The great encouragement of the chapter comes at the end considers the implications of the Spirit's great work of uniting us to Christ and the centrality of Jesus to every aspect of our salvation.
First, Ferguson quotes John Calvin, challenging us to honor the Spirit's work by finding everything we need in Jesus Christ:
We see that our salvation and all its parts are comprehended in Christ. We should therefore take care not to derive the least portion of it from anywhere else. If we seek salvation, we are taught by the very name of Jesus that it is ‘of him’ (1 Cor. 1:30). If we seek any other gifts of the Spirit, they will be found in his anointing.
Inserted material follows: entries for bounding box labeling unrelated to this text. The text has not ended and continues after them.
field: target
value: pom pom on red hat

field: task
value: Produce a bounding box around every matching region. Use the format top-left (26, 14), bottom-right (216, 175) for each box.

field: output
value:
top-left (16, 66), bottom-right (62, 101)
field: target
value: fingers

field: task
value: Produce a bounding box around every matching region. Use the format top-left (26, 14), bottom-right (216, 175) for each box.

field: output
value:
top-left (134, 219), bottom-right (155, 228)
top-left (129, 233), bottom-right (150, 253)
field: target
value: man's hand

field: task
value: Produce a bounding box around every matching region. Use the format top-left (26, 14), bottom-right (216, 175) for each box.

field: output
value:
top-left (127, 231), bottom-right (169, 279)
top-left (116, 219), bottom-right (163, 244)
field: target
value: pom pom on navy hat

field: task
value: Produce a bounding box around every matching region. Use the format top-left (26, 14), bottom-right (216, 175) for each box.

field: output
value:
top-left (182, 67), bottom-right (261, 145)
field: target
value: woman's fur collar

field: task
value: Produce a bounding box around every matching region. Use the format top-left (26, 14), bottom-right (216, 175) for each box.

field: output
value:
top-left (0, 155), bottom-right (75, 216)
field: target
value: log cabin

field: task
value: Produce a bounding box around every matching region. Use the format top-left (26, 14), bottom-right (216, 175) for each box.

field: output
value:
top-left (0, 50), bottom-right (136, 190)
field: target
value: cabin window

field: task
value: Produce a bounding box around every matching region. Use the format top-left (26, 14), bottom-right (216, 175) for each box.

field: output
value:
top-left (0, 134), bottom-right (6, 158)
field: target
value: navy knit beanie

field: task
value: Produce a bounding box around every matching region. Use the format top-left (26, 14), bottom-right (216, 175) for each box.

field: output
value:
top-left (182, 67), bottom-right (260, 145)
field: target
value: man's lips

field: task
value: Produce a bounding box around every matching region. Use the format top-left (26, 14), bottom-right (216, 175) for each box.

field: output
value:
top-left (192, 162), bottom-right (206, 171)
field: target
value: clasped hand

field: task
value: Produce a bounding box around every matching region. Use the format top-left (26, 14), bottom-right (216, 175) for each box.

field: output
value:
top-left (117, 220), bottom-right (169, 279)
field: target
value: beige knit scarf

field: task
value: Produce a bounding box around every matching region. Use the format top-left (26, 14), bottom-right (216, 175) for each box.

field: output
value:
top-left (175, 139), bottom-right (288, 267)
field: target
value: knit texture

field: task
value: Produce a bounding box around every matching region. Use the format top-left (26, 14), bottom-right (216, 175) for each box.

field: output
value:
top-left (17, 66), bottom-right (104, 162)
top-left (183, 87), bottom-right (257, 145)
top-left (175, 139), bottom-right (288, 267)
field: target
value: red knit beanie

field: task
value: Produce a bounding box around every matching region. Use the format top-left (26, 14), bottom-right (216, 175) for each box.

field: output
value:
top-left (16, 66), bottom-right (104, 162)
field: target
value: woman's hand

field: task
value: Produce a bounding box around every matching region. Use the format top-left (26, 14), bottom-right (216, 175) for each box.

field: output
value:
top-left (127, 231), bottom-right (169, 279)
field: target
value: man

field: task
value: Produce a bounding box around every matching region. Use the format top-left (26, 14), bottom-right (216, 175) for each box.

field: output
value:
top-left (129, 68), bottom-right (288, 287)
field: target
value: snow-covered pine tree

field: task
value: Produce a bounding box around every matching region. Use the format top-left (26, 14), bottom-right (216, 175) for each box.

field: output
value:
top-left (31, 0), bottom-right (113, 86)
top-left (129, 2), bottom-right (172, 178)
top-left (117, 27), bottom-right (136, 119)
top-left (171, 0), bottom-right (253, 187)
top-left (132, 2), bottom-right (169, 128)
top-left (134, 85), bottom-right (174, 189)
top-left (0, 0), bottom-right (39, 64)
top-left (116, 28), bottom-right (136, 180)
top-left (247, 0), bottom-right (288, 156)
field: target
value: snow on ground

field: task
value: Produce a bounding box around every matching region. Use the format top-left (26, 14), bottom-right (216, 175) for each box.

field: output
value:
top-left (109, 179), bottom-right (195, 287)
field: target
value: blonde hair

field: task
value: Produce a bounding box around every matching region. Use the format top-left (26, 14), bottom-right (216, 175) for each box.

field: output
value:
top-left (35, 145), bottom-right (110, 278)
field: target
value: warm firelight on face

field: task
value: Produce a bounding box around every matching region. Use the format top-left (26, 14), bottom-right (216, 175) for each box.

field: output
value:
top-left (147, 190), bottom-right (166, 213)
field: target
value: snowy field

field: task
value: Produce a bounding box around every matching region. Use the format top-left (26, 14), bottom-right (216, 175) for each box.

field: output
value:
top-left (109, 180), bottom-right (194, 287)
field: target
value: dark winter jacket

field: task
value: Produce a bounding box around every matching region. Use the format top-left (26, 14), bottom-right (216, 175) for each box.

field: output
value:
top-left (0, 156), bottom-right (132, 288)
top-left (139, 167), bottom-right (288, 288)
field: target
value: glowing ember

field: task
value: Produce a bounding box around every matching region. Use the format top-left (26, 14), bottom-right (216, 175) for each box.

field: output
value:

If we seek strength, it lies in his dominion; if purity, in his conception; if gentleness, it appears in his birth...If we seek redemption, it lies in his passion; if acquittal, in his condemnation; if remission of the curse, in his cross (Gal. 3:13); if satisfaction, in his sacrifice; if purification, in his blood; if reconciliation, in his descent into hell; if mortification of the flesh, in his tomb; if newness of life, in his resurrection...In short, since rich store of every kind of good abounds in him, let us drink our fill from this fountain and from no other.
Second, he reminds us that our Spirit-wrought union with Christ is now the defining feature of our lives and means that though "we continue to be influened by our past life, 'in the flesh', it is no longer the dominating influence of our present experience. We are no longer in the flesh but in the Spirit (Rom. 8:9)."
Third, Ferguson reminds us that "union with Christ by the Spirit is grounded in his union with us in our humanity." In other words, Jesus became flesh in order to become the firstborn of a saved humanity. Therefore, the Spirit's work of uniting us to Christ is equally a work of returning and restoring to us full humanity.
God is teaching me to not only be increasingly captured by the gospel but increasingly grateful for the work of the Holy Spirit who brings Jesus to me and me to Jesus. What a great God we have!